CAA Marseille, 14 sept. 2018, E. c./ Cne de Saint-Léger-de-Peyre : n° 17MA01609)
M. A… E…a demandé au tribunal administratif de Nîmes de condamner la commune de Saint-Léger-de-Peyre (Lozère) à lui verser la somme de 45 000 euros, assortie des intérêts au taux légal et de leur capitalisation, en réparation du préjudice résultant de la remise en cause de l’autorisation dont il bénéficiait pour organiser des activités d’escalade sur des terrains appartenant à la commune.

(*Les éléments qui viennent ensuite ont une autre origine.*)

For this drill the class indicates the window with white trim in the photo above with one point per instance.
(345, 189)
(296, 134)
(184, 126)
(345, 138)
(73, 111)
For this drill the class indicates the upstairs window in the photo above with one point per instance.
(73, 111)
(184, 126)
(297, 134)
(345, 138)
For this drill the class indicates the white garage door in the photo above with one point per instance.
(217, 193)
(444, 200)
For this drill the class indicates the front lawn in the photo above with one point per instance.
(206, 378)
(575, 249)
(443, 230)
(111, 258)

Par un jugement n° 1501659 du 28 février 2017, le tribunal administratif de Nîmes a rejeté sa demande.
Procédure devant la Cour :
Par une requête et des mémoires, enregistrés le 20 avril 2017, le 15 juin 2017, le 22 août 2017, le 27 septembre 2017 et le 3 mai 2018, M. E…, représenté par Me B…, demande à la Cour :
1°) d’annuler ce jugement du tribunal administratif de Nîmes du 28 février 2017 ;
2°) de condamner la commune de Saint-Léger-de-Peyre à lui verser la somme de 45 000 euros, assortie des intérêts au taux légal et de leur capitalisation, en réparation de son préjudice ;
3°) d’ordonner, si nécessaire, une mesure d’expertise afin de procéder à la description et au chiffrage des travaux qu’il a réalisés ;
4°) de mettre à la charge de la commune de Saint-Léger-de-Peyre la somme de 3 000 euros au titre de l’article L. 761-1 du code de justice administrative.

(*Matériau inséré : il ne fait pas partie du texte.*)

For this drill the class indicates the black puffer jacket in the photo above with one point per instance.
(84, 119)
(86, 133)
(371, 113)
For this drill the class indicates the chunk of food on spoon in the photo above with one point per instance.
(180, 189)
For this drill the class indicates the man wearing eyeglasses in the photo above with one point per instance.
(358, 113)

5°) de mettre à la charge de la commune de Saint-Léger-de-Peyre le versement à son avocat d’une somme de 2 500 euros au titre des articles 37 de la loi n° 91-647 du 10 juillet 1991 et L. 761-1 du code de justice administrative.
Il soutient que :
– il justifie de sa qualité et de son intérêt à agir ;
– il a présenté une demande préalable d’indemnisation ;
– les parcelles en litige appartiennent au domaine public communal ;
– il était titulaire d’une convention d’occupation du domaine public sur les parcelles en litige ;
– la commune ne justifie d’aucun motif d’intérêt général pour procéder à la résiliation de cette convention ;
– celle-ci était illégale faute de comporter un terme ;
– il justifie des compétences techniques nécessaires pour assurer la conformité du site aux normes ;
– à défaut de mise en oeuvre de la responsabilité contractuelle de la commune, il est fondé à demander à être indemnisé sur le terrain de l’enrichissement sans cause ;
– son préjudice doit être calculé en fonction du montant des dépenses qu’il a exposées pour la réalisation des installations autorisées par la commune ainsi que du manque à gagner résultant de l’annulation de réservations.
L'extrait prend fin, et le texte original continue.